Barrett gave the Bronx District Attorney’s Office leave to re-indict Haste, but the second grand jury this week decided against a manslaughter charge.
The announcement by the US Attorney’s Office for the Southern District of New York came as demonstrators Thursday protested the grand jury’s decision.
They likened the case to that of Trayvon Martin, the 17-year-old black youth, who was fatally shot by neighbourhood watch volunteer George Zimmerman in Sanford, Florida.
In what protesters said was a blatant miscarriage of justice, Zimmerman was acquitted last month of the charges by an all-white female jury.
“The criminal justice system has failed us, just as it failed the family of Trayvon Martin,” said Constance Malcolm, Ramarley’s Jamaican-born mother, at a rally outside the Bronx District Attorney’s office.
Frank Graham, Ramarley’s Jamaican-born father, also repeated the words of Martin’s parents after Zimmerman was acquitted of second-degree murder.
“If Ramarley had been white, would this have happened? He was in his home, where you’re supposed to be free and safe.”
Graham family attorney Jeffrey Emdin described the decision not to indict Haste as “a punch in the gut.
“We feel it’s an injustice. We feel that this officer is getting away with murder. It’s a really, really sad day. The family is terribly disappointed. They think it’s a travesty, and we are going to be pursuing a federal investigation.”
Bronx District Attorney Robert Johnson said his office is “surprised and shocked by the grand jury’s finding of no criminal liability in the death of Ramarley Graham.
“We are saddened for the family of the deceased young man,” he said.

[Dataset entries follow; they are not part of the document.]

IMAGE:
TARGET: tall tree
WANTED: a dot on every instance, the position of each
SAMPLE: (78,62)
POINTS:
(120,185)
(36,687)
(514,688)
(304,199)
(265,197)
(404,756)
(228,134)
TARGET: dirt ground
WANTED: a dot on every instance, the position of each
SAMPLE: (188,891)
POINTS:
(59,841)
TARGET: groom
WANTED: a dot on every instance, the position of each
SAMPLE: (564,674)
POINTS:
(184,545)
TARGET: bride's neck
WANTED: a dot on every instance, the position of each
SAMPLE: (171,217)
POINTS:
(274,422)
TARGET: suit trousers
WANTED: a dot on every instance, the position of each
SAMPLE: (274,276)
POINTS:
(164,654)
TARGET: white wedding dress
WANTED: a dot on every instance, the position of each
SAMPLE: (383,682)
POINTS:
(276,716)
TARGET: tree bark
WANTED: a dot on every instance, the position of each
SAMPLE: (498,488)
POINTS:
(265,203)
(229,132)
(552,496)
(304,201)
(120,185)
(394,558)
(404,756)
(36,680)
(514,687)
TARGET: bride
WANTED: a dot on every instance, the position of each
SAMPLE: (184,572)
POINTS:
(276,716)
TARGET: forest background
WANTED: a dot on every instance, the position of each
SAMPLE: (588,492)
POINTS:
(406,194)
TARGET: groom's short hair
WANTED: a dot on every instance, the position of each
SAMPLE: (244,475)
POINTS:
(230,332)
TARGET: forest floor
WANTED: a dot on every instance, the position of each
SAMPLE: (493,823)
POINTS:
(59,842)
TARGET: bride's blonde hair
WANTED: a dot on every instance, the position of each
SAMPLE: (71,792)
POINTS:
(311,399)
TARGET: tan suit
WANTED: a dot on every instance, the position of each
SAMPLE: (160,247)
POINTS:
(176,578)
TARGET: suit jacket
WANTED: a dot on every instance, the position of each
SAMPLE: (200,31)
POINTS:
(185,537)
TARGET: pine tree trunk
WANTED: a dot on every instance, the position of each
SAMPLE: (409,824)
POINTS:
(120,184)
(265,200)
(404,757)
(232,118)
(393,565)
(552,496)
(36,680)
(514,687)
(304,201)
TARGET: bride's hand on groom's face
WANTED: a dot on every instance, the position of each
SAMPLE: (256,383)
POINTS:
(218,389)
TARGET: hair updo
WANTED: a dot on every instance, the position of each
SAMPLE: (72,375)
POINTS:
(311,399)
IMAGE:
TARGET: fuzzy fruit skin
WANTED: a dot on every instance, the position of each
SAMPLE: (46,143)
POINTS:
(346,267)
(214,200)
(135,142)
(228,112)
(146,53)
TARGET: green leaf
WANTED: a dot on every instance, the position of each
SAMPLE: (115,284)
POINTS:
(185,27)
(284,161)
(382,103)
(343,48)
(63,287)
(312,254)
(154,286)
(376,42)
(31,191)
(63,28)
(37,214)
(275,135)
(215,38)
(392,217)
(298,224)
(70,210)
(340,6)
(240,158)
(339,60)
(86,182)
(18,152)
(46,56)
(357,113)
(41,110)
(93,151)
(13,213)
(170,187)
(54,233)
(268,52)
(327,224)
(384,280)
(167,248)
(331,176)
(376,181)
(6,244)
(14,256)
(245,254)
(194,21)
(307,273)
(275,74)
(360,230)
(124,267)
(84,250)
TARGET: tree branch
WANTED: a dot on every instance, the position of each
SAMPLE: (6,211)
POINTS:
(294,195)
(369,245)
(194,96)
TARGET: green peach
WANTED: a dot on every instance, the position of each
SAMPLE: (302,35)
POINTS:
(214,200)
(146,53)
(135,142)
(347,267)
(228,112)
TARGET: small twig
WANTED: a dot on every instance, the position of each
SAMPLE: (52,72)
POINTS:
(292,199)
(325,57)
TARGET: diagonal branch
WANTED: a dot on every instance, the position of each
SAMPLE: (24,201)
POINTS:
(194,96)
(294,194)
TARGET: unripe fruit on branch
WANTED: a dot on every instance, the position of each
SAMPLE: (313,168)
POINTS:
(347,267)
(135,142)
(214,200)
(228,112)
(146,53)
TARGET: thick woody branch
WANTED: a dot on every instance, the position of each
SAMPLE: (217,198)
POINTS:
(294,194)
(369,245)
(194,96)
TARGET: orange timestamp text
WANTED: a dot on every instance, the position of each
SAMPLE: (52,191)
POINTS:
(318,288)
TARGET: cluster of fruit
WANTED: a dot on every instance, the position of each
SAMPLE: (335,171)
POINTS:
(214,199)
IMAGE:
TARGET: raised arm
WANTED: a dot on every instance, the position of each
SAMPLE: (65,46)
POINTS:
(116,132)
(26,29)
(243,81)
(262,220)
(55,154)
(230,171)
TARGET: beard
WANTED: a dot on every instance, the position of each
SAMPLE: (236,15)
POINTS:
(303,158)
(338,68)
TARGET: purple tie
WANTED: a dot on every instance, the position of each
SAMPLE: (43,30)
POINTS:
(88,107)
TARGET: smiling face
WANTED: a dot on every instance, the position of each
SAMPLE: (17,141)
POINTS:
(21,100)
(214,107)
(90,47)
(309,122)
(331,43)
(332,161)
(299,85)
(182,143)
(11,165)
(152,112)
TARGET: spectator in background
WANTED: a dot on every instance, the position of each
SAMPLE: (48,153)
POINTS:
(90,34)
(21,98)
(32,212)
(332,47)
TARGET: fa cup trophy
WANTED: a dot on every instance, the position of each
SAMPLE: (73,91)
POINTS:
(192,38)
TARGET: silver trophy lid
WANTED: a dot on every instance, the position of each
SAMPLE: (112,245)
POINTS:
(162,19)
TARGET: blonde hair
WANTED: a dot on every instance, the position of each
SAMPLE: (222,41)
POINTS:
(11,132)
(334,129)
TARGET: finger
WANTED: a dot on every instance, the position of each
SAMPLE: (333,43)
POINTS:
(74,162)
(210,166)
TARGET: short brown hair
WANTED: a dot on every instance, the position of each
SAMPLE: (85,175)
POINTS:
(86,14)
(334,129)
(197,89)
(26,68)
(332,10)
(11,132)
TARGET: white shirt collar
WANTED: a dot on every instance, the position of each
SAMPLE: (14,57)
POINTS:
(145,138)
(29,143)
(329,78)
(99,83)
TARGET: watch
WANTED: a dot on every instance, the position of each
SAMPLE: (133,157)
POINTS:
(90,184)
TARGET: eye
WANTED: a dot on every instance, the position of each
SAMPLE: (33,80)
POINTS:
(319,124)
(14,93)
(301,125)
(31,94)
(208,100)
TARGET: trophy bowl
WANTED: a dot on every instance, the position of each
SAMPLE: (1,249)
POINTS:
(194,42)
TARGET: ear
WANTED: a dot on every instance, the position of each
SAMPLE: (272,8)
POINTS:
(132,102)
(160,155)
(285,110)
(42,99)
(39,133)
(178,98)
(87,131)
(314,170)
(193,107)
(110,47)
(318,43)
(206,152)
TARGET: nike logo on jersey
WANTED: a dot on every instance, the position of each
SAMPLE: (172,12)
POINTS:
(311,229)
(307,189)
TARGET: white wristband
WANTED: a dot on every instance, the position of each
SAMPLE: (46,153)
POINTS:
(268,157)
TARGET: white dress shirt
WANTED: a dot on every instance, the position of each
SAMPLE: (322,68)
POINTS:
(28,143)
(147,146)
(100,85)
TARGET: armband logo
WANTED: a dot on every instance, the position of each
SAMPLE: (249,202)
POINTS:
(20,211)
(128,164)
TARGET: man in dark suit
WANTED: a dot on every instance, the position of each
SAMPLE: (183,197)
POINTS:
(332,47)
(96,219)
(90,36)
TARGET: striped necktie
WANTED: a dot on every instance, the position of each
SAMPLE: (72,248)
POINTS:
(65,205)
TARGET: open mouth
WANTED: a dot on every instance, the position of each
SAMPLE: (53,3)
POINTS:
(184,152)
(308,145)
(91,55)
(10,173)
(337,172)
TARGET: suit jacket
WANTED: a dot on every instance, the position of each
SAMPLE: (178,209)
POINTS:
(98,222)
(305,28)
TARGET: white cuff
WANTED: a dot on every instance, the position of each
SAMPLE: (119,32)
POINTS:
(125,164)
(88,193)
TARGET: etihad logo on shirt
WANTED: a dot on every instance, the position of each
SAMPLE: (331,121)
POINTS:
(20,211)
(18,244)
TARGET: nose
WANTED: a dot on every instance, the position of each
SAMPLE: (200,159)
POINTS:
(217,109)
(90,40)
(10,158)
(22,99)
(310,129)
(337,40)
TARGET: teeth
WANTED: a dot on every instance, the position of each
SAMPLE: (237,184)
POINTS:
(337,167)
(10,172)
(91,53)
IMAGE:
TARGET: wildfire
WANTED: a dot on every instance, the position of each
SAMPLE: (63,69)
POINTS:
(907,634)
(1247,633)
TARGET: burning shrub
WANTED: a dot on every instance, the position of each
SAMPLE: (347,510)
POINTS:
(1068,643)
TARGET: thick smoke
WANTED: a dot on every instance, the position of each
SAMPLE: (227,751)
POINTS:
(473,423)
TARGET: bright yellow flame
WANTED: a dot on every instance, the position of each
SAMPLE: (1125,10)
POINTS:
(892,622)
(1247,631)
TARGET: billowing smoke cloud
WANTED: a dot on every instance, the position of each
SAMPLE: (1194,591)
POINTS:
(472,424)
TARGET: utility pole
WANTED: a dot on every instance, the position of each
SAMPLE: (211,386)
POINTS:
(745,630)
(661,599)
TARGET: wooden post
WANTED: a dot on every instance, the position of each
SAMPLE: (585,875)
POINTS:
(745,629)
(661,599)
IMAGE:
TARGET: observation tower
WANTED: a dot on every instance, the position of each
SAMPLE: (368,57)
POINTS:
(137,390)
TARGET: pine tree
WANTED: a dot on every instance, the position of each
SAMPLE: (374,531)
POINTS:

But Patrick Lynch, president of the Patrolmen’s Benevolent Association, the union that represents law enforcement officers in New York City, agreed with the grand jury’s decision.
“This grand jury recognized that Police Officer Haste was pursuing what he had every reason to believe was a man with a gun,” he said, adding that Haste faced “imminent danger”.
The NYPD said Haste remains on modified duty following the grand jury’s decision.